Multifocal motor neuropathy (MMN) is considered a progressive muscle disorder, according to the National Institute of Neurological Disorders, that causes the muscles of the body, specifically the hands, to weaken and atrophy due to a deficiency in the immune system. Usually, this condition will target one hand, not both, so this weakness will generally become pronounced, especially when comparing one hand to the other. When someone is suffering from multifocal motor neuropathy, there are a few forms of treatment that can help with this condition.
One form of treatment for multifocal motor neuropathy involves intravenous administration of immunoglobulin, which are antibodies in the blood. Since multifocal motor neuropathy is characterised as an "immune-mediated disorder," according to John Hopkins, boosting a person's immune system through the use of immunoglobulin can treat the condition and return the majority of strength to the affected hand. This form of treatment entails systematic injections of immunoglobulin over a period of time that would be followed by a series of maintenance doses.
While the most common treatment for multifocal motor neuropathy will usually entail intravenous immunoglobulin, a number of people have seen positive results from the use of cyclophosphamide, an immunosuppressive used for many autoimmune disorders. This medication alters the way in which your immune system reacts to this particular condition, combating the weakness and potential atrophy that often comes with multifocal motor neuropathy.
Some people might find an improvement in muscle strength and movement through the use of azathioprine, another immunosuppressive used for many autoimmune disorders. Much like cyclophosphamide, azathioprine alters the way in which your immune system will react to multifocal motor neuropathy. With this alteration, you may see an improvement in both strength and motility of the hand.

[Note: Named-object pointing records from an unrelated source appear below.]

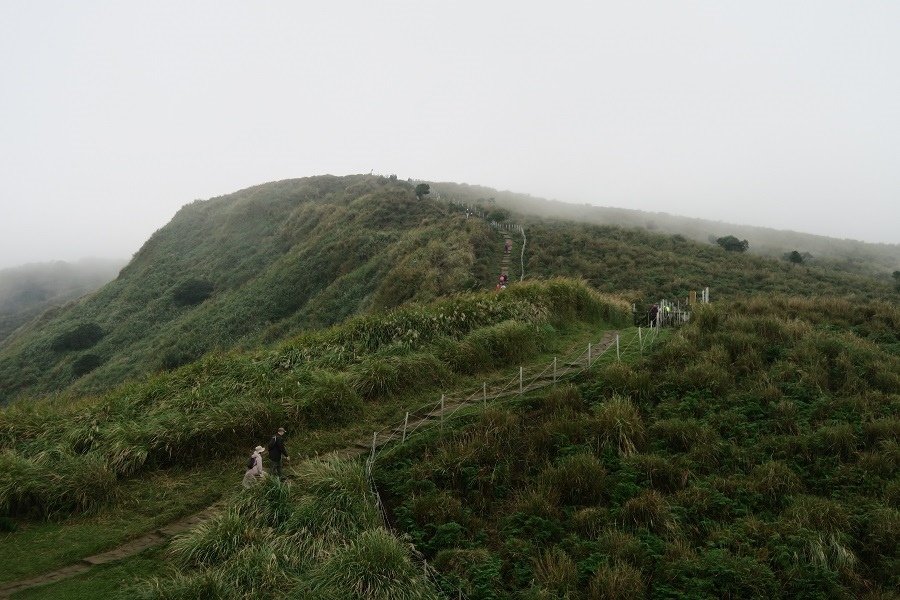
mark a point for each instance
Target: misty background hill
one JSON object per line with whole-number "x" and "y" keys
{"x": 253, "y": 267}
{"x": 28, "y": 290}
{"x": 845, "y": 254}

If you don't see positive results from either intravenous immunoglobulin or immunosuppressive therapy (with cyclophosphamide or azathioprine), your doctor may try the use of steroids, more specifically corticosteroids, to treat multifocal motor neuropathy. This form of treatment effectually treats the inflammation that may accompany the condition; however, this form of treatment isn't as effective as intravenous immunoglobulin or cyclophosphamide and is rarely used on its own. Sometimes, people have also experienced a decrease in strength to the affected hand from the administration of steroids.
Another form of treatment that may be sought when suffering with multifocal motor neuropathy is no treatment at all. Sometimes, this particular condition is so mild that the weakness isn't an issue, and no treatment is necessary, according to the National Institute of Neurological Disorders. Your doctor will take a look at your symptoms to gage whether or not treatment is necessary. From there, you'll continue to receive checkups to watch the condition. When symptoms worsen, your doctor may then decide to recommend one of the forms of treatment already mentioned. That being said, not all people with multifocal motor neuropathy will worsen in condition.